In order to enhance carbon (C) stabilization of wheat straw-based compost and to analyze the effects of composts in copper (Cu) contaminated soils, the following studies were conducted. In a first stage, wheat straw-based composts were inoculated with Trametes versicolor, and co-composted with iron-aluminium (Fe-Al) oxides and clay minerals. In a second stage, to evaluate effects of compost in soil organic matter (SOM) and microbial activities, decomposition experiments by monitoring the release of CO2 were performed. Soil samples were mixed with compost and placed in respiration jars. The OM transformations occurred during composting and the effects of compost in SOM were observed by 13CNMR. Finally, Cu availability was evaluated by sequential fractionation. The CO2 release varied between treatments being higher in Tv compost-amended soil (~160 mg kg-1 CO2). Metallic oxides treated composts showed a lower respiration than no treated composts.

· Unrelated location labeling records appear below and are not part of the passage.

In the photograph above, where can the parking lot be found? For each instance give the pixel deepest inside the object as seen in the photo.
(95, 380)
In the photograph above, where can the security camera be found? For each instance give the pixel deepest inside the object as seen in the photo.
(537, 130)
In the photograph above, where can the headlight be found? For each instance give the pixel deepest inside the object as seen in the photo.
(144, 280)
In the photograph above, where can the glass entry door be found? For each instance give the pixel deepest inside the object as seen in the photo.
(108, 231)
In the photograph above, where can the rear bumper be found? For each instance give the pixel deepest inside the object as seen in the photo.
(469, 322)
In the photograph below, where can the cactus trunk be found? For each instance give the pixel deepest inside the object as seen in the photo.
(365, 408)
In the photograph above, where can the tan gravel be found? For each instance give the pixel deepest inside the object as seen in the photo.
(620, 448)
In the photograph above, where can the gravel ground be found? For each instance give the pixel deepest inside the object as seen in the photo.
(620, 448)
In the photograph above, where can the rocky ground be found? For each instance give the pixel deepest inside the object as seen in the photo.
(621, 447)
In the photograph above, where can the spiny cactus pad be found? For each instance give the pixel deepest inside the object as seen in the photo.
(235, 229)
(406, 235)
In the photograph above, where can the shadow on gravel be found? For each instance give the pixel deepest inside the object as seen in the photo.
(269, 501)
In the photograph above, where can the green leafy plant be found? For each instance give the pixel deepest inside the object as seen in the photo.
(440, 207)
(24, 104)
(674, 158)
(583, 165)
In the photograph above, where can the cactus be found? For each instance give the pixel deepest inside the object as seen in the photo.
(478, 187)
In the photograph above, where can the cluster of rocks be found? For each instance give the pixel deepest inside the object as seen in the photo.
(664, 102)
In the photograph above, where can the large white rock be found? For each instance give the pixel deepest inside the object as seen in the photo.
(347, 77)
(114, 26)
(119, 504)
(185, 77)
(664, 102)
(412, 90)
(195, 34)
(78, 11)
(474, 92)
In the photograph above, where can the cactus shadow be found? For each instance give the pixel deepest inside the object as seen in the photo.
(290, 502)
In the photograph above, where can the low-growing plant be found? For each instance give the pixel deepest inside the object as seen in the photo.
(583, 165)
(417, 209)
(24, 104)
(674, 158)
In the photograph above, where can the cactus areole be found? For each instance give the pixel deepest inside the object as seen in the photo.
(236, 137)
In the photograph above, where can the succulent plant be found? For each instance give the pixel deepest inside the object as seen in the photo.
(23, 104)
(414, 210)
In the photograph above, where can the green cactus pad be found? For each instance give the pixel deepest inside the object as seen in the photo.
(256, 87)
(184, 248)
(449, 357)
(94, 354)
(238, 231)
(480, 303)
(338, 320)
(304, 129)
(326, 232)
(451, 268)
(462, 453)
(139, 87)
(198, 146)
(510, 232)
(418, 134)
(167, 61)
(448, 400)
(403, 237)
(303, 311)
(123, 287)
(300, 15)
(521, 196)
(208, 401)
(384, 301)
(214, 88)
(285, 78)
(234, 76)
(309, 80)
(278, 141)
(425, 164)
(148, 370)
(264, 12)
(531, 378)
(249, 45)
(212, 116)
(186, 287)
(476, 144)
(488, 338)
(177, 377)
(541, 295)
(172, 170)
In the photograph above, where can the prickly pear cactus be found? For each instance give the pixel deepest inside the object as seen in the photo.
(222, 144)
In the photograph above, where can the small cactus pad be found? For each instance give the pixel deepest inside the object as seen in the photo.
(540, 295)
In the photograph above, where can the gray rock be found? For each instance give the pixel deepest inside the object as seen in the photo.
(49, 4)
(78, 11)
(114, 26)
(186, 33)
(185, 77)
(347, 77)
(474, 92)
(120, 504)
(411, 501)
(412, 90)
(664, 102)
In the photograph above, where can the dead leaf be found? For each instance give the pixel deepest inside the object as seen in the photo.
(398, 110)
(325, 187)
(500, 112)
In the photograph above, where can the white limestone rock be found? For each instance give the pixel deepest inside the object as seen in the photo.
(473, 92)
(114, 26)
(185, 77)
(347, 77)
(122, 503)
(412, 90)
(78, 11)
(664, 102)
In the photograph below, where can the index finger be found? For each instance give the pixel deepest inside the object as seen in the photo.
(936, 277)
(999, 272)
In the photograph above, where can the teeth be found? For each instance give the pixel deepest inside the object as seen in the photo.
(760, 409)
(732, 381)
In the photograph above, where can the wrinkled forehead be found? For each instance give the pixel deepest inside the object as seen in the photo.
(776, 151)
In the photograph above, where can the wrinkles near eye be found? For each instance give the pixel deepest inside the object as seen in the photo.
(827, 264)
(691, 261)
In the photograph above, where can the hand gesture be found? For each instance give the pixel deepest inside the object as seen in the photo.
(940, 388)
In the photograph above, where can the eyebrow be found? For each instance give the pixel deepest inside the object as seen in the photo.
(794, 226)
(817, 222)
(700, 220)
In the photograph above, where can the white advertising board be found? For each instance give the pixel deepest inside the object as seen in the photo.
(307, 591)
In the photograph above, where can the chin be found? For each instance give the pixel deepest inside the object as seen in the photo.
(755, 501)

Solid state 13C NMR spectra from composting showed differences regard the relative distribution highlighting an increase of aromatic C in composts treated with iron oxide. Signals obtained from soil-compost incubations spectra showed that un-amended soils showed broad signals, from the aliphatic (0-110 ppm), aromatic (110-160 ppm), and carboxylic (160-185 ppm) regions. In contrast, spectra from compost amended soils exhibited well-defined signals, especially those associated with lignin (148 and 154 ppm) and derived structures. Compost addition reduced the easily exchangeable fraction and increased organic-bound to Cu. Our results suggest that inorganic materials applied to wheat straw-based compost could promote its stabilization. The solid-state 13CNMR analyses allowed identifying changes in SOM by compost addition after one year. We concluded that the use of stabilized wheat straw based-composts in Cu contaminated soils can represent a potential technology to increase C stock and decrease the Cu availability.